Software is increasingly important in research, and some of the scholarly communications community, for example, in FORCE11, has been pushing the concept of software citations as a method to allow software developers and maintainers to get academic credit for their work: software releases are published and assigned DOIs, and software users then cite these releases when they publish research that uses the software. This webinar will discuss the state of software citation, starting with history of work done by the FORCE11 Software Citation Working Group, leading to a published set of software citation principles (https://doi.org/10.7717/peerj-cs.86), as well as other prior work. It will also talk about where the community is going, what the obstacles to progress are, and how they may be overcome.

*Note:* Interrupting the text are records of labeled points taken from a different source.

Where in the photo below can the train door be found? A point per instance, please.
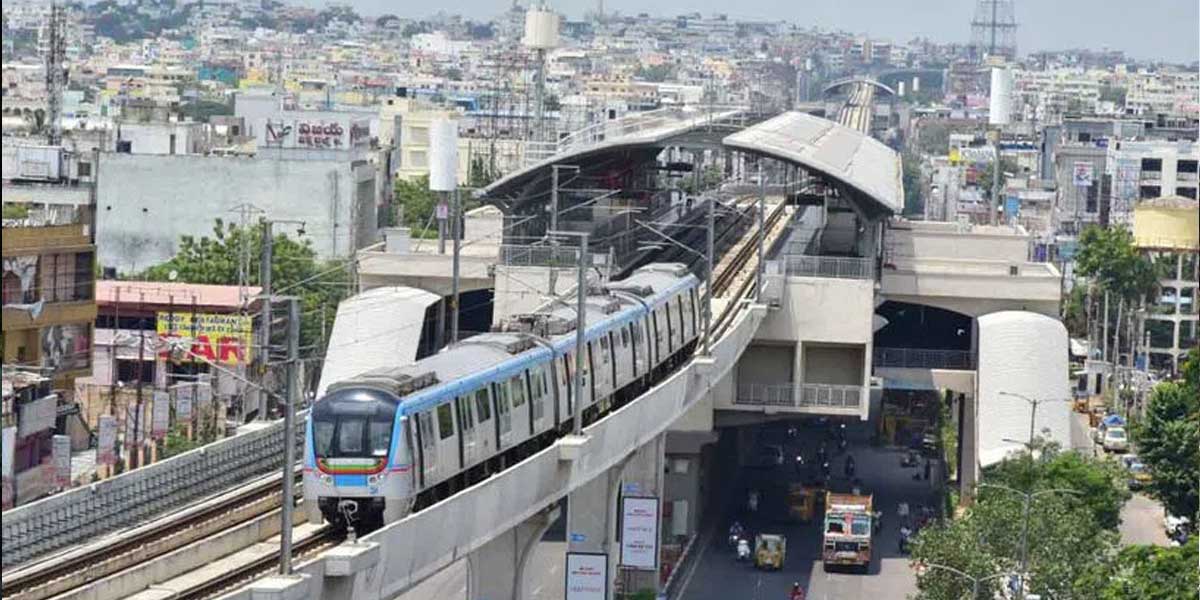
(448, 442)
(431, 473)
(565, 389)
(467, 435)
(520, 408)
(539, 393)
(487, 438)
(503, 414)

Daniel S. Katz is Assistant Director for Scientific Software and Applications at the National Center for Supercomputing Applications (NCSA), Research Associate Professor in Computer Science (CS), Electrical and Computer Engineering (ECE), and the School of Information Sciences (iSchool), at the University of Illinois Urbana-Champaign. His research interests include policy issues, such as citation and credit mechanisms and practices associated with software and data, organization and community practices for collaboration, and career paths for computing researchers. Dan is one of the recipients of the 2018 BSSw Fellowships. The BSSw Fellowships Program gives recognition and funding to leaders and advocates of high-quality scientific software.